Rynek polskiej chemii czeka połączenie tarnowskich Azotów i Zakładów Chemicznych w Puławach. Przewoźnicy kolejowi i drogowi liczą na zwiększenie produkcji i eksportu, a co za tym idzie - przewozów dla tego sektora. Jak wskazywał podczas debaty zorganizowanej przez ZDG TOR Dariusz Cegielski, prezes Trans Polonia, nadzieje te ograniczane są przez stan infrastruktury.

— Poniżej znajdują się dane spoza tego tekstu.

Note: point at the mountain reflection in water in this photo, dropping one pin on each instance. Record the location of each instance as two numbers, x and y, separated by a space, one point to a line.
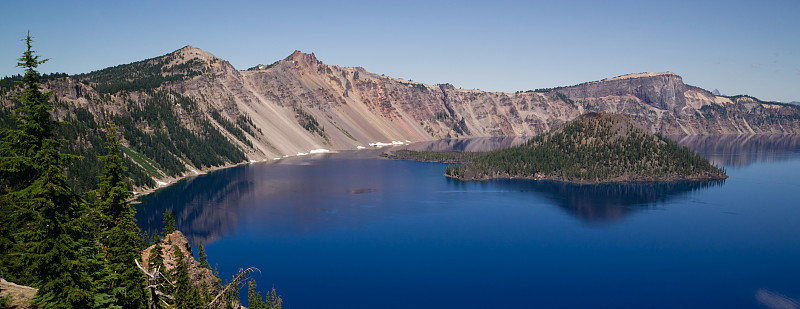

Szef giełdowej spedytora zajmującego się przede wszystkim przewozami chemii płynnej wziął udział w debacie pt. "Konsolidacja rynku chemii a rynek kolejowych przewozów towarowych. Chemia idealnym rynkiem dla kolei?" - W gamie swoich usług posiadamy przewozy intermodalne. Możemy oferować przewozy chemikaliów przy wykorzystaniu tankkontenerów. Na rynku polskim jest to swego rodzaju osobliwość. W tym obszarze identyfikujemy ciekawy potencjał wzrostu. Czy planowana fuzja może otworzyć rynki dla innowacyjnych metod przewozu chemikaliów? To zależy od otwartości logistyków, którzy będą zarządzać tym procesem. Na rynek należy patrzeć w wymiarze światowym. Używanie tankkontenerów może temu posłużyć. Transport samochodowy musi być uzupełnieniem, ponieważ potężna grupa odbiorców to firmy średniej wielkości, nie mające zapotrzebowania i infrastruktury na takim poziomie, aby konieczne było stosowanie kolei - podkreślił prezes Trans Polonii.
– Infrastruktura jest ograniczeniem dla wzrostu rynku chemii. Widzimy to przy wykorzystaniu tankkontenerów w przewozach intermodalnych. Widzimy, że rynek je lubi, ale pojawiają się ograniczenia infrastrukturalne, które wydłużają czas przewozu – zaznaczył Cegielski.
- Szansa na większe wykorzystanie kolei pojawiłaby się gdyby je wyeliminowano. Jednak pewne przewozy są do zrealizowane tylko przy użyciu transportu samochodowego. Oba środki powinny ze sobą współgrać – stwierdził prezes Cegielski.